Técnica para uso da pele de tilápia foi desenvolvida no Ceará — Foto: Viktor Braga/UFC

A construção do canal vaginal com o uso da pele de tilápia se tornou revolucionária, segundo Leonardo Bezerra, e se mostra eficaz em pacientes que passam pelo procedimento cirúrgico, feito em cerca de 40 minutos. Diferente do uso em queimaduras, quando a pele do peixe é usada como um curativo e depois retirada, na reconstrução do canal vaginal a pele da tilápia é permanente.

"O procedimento cirúrgico consiste na gente criar um espaço artificialmente pela cirurgia através de incisões entre o reto e a vagina. O problema é que esse espaço precisa de um suporte, de um arcabouço para ele não fechar. Usa-se pele humana, usa-se próteses de celulose oxidada, que são próteses muito caras, e nós do SUS não tínhamos acesso. E aí a ideia de usar a pele de tilápia foi revolucionária porque ela teve sucesso, as pacientes conseguiram fazer o canal vaginal, a pele de tilápia não evoluiu com rejeição, nem com infecção", conta Leonardo.

  • Substituiu cirurgia plástica

Tainá Fogaça de Souza também nasceu sem o canal vaginal e fez o procedimento de construção na Maternidade Escola, em Fortaleza. — Foto: Arquivo pessoal

A estudante Tainá Fogaça de Souza, de São José do Rio Preto, interior de São Paulo, também passou pelo procedimento de construção do canal vaginal. Assim como Jucy, ela também demorou a ter a primeira menstruação e achou que tinha algo de errado. Tainá foi diagnosticada com a síndrome aos 16 anos, depois de passar por uma série de exames.

Ela já estava se preparando para fazer o procedimento de forma particular em São Paulo com um cirurgião plástico. No entanto, conheceu o médico Leonardo Bezerra, viajou para Fortaleza e fez a construção do canal vaginal também na Maternidade Escola.

"Os exames apontaram que eu não tinha canal vaginal e tinha um útero muito rudimentar, que não tinha se desenvolvido, e, portanto, não é funcional nem pode vir a ser. Eu mesma fui atrás de métodos para a reconstrução do canal, já que tinha acabado de começar a namorar.
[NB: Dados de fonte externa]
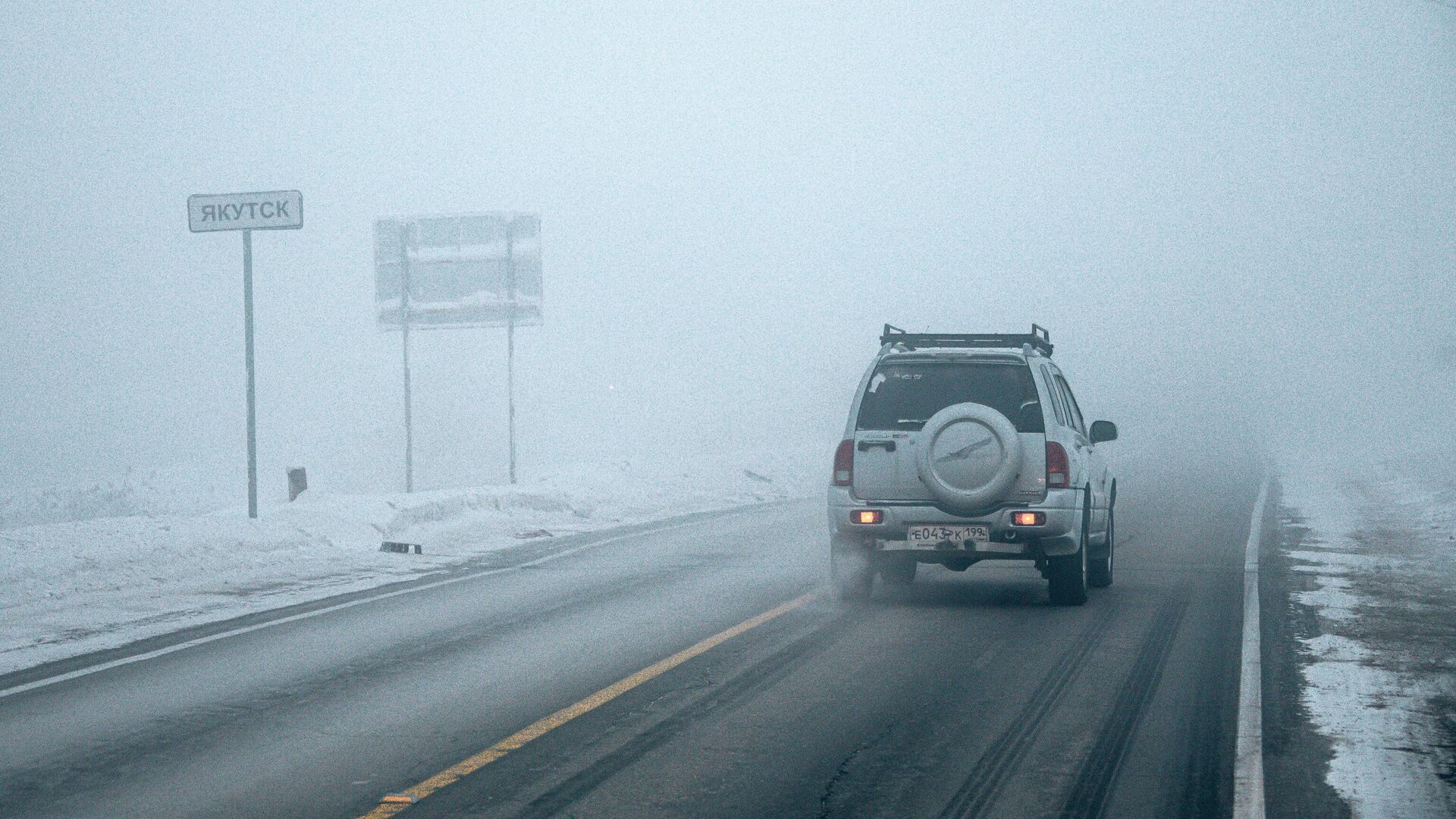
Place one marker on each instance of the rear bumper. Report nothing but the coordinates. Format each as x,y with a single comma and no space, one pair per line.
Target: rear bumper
1055,538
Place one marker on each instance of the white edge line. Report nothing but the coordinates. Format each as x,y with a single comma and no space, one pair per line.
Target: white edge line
1248,755
341,607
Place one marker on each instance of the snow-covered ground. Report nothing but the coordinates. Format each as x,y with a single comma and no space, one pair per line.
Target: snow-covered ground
1381,679
102,582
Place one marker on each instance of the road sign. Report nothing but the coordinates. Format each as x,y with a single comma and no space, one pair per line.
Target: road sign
264,210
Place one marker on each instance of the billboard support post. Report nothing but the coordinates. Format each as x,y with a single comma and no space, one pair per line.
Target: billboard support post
510,344
253,379
403,324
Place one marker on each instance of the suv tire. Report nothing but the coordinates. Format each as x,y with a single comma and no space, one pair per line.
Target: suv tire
851,575
1068,576
1100,563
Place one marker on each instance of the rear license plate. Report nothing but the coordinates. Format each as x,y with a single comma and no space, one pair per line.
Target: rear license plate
956,535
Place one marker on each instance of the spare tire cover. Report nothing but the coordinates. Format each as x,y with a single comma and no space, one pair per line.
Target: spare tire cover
968,455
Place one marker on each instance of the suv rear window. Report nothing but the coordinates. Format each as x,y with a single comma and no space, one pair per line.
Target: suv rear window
905,395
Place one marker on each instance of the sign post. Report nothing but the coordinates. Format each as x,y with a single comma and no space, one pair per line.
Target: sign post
267,210
459,271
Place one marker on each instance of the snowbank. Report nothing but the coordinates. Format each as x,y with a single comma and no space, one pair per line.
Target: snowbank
1382,684
88,585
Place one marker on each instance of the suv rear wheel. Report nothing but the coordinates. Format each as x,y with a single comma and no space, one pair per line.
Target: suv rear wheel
1068,576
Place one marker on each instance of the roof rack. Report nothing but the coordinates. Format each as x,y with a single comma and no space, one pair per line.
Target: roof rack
1038,338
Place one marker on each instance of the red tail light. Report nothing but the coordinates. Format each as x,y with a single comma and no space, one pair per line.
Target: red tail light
1057,469
845,464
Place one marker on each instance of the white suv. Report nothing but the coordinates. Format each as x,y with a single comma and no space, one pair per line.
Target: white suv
967,447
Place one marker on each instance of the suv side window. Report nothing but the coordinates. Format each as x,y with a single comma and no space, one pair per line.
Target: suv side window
1072,404
1056,398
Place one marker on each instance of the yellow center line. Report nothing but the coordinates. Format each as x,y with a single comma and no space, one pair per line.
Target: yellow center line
472,764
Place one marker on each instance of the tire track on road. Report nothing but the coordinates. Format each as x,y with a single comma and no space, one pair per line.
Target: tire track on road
1100,768
743,686
1006,752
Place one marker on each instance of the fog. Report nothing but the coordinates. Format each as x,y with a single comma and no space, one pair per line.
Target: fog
1235,219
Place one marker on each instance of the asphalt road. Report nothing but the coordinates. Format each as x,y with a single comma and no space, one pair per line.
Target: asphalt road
965,695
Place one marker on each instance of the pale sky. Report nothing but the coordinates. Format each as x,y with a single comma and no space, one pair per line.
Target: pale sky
1225,213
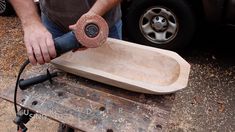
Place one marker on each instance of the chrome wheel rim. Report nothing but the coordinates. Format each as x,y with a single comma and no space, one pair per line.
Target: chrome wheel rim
159,25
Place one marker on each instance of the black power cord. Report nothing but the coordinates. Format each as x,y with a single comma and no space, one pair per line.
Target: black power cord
17,83
16,86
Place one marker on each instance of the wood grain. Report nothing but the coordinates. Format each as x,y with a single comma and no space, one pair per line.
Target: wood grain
129,66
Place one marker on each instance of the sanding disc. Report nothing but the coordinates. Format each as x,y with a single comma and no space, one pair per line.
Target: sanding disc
92,30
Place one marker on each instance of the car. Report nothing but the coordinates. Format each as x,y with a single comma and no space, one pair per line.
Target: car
167,24
172,24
E lembro de procurar muito alguém que pudesse me guiar, algum médico mais especializado na síndrome. No início eu fiz tudo particular, iria inicialmente fazer também a cirurgia em São Paulo com um cirurgião plástico, mas depois conheci o Hospital Maternidade Escola de Fortaleza e conversei com o doutor Leonardo", conta a estudante.

Sucesso nas cirurgias

Também atuante nas cirurgias de construção do canal vaginal na Maternidade Escola, a médica ginecologista Zenilda Vieira Bruno, professora na Faculdade de Medicina da UFC, conta que já realizou cerca de 30 procedimentos com Leonardo Bezerra e que em todos os casos houve sucesso. As pacientes não apresentaram complicações e não houve rejeição do corpo com a pele do peixe.
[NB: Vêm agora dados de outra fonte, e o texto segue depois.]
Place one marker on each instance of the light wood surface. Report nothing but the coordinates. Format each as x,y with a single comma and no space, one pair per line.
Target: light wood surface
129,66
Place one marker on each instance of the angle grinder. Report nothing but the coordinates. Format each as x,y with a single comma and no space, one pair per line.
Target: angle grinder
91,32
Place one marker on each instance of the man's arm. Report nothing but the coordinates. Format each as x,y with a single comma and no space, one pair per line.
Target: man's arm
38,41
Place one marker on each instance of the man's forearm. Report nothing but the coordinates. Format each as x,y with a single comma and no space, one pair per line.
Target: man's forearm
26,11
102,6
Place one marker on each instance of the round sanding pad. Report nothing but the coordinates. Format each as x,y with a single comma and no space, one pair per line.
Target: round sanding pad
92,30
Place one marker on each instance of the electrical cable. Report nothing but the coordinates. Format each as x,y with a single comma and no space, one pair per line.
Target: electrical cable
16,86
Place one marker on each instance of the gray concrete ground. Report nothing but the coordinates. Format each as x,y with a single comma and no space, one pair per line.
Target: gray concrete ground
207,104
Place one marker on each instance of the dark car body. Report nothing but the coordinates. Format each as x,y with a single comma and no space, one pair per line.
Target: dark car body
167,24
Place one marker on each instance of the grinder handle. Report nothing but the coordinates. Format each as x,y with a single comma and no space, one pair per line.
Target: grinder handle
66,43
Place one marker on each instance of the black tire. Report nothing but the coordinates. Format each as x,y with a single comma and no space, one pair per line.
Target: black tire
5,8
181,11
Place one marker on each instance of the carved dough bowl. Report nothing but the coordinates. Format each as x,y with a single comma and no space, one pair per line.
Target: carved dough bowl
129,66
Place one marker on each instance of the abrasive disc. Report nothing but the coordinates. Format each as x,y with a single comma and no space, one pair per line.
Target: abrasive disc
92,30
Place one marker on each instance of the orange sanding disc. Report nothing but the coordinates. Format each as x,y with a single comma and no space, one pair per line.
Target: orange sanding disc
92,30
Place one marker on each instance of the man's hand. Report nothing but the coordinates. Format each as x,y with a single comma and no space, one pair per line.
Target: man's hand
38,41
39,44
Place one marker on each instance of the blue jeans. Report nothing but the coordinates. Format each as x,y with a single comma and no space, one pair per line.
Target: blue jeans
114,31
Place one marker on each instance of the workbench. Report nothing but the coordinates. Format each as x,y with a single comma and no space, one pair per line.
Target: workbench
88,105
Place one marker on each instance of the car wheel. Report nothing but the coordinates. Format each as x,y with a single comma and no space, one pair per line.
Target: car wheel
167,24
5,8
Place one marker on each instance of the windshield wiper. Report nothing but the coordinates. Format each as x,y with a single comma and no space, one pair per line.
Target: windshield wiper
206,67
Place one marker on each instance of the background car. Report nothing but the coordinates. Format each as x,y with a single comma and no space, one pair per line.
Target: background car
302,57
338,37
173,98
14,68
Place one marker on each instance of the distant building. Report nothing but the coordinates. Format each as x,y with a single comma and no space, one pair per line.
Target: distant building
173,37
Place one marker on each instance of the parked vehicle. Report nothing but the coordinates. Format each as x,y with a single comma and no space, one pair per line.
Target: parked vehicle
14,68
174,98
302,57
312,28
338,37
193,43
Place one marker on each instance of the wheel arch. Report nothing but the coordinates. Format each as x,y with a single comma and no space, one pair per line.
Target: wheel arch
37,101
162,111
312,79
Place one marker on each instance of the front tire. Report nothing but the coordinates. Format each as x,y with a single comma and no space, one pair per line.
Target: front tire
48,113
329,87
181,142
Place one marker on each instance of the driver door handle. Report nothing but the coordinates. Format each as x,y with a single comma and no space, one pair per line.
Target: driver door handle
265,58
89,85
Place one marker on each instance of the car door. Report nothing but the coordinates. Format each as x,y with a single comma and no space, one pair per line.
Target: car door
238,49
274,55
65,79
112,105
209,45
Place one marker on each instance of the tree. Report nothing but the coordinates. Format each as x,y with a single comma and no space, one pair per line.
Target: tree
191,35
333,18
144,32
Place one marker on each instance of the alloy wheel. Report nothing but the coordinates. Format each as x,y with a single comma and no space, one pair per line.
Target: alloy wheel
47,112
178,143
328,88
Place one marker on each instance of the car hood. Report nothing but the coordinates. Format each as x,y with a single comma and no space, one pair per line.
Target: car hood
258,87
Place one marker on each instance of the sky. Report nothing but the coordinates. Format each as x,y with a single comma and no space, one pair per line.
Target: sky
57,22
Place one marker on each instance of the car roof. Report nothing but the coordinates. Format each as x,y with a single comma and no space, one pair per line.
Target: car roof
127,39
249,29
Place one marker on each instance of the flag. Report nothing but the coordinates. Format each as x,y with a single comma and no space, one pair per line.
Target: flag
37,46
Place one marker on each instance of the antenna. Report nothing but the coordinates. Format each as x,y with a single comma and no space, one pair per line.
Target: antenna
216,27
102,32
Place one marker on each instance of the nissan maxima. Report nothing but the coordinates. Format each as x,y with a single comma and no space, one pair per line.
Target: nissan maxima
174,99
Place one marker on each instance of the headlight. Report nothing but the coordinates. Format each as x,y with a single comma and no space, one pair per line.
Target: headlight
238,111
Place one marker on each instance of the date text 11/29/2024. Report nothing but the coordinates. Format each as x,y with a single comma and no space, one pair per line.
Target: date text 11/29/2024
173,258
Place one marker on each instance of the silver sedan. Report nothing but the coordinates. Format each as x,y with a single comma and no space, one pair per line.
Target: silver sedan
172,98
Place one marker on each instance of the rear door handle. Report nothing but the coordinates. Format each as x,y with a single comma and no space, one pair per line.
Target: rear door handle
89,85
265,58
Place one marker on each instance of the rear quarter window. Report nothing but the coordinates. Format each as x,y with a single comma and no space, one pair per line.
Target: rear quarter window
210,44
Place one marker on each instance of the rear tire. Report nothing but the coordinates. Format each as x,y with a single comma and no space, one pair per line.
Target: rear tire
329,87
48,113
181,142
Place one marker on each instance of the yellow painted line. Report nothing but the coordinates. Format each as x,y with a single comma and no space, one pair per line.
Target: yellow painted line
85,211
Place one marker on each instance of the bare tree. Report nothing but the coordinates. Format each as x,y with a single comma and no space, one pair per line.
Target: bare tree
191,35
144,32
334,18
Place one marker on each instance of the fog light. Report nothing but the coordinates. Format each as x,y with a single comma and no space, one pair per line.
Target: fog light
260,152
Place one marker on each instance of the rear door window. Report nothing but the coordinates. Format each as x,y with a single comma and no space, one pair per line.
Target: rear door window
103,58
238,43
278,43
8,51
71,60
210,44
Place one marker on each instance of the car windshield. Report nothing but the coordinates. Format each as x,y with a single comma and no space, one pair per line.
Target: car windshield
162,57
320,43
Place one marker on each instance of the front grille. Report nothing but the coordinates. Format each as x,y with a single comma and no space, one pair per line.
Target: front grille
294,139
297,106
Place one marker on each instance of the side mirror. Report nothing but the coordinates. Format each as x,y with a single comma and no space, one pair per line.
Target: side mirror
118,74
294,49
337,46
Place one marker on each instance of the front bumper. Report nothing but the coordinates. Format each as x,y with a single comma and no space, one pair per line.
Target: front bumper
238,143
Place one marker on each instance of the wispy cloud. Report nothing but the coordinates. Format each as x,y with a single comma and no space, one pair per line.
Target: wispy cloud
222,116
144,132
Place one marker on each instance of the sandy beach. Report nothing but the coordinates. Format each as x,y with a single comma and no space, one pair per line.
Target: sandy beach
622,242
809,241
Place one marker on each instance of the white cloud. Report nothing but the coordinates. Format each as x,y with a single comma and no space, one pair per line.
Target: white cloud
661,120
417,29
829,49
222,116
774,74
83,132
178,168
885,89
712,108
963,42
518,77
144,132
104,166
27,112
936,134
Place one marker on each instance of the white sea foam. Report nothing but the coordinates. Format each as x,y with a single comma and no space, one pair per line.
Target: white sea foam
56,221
"Quando o doutor Edmar fez a tese dele sobre a pele da tilápia com queimados, que seria um curativo natural, que seria uma pele que iria substituir a pele da própria paciente quando ela estava muito queimada, então a gente idealizou. Conversando com o doutor Leonardo, a gente pensou em fazer a substituição (da pele humana pela pele de tilápia). Teria uma grande vantagem, a paciente não ficaria com nenhuma cicatriz e a cirurgia seria menos dolorosa. Então foi feita a primeira cirurgia, foi um sucesso, um ano depois a gente já fez outra e a gente já tá com quase 30 pacientes. Em todos os casos foi um sucesso", afirma Zenilda.

Eficácia em casos de redesignação sexual

A cirurgia para construção de um canal vaginal também é feita em pessoas transsexuais na Colômbia por um grupo parceiro dos médicos que atuam com o mesmo procedimento na Maternidade Escola. Segundo Leonardo Bezerra, já foram realizados 50 procedimentos na Colômbia com o uso da pele de tilápia. Houve sucesso em todos os procedimentos.

No Ceará, contudo, o governo ainda não autorizou a realização dos procedimentos de redesignação sexual em pacientes transsexuais.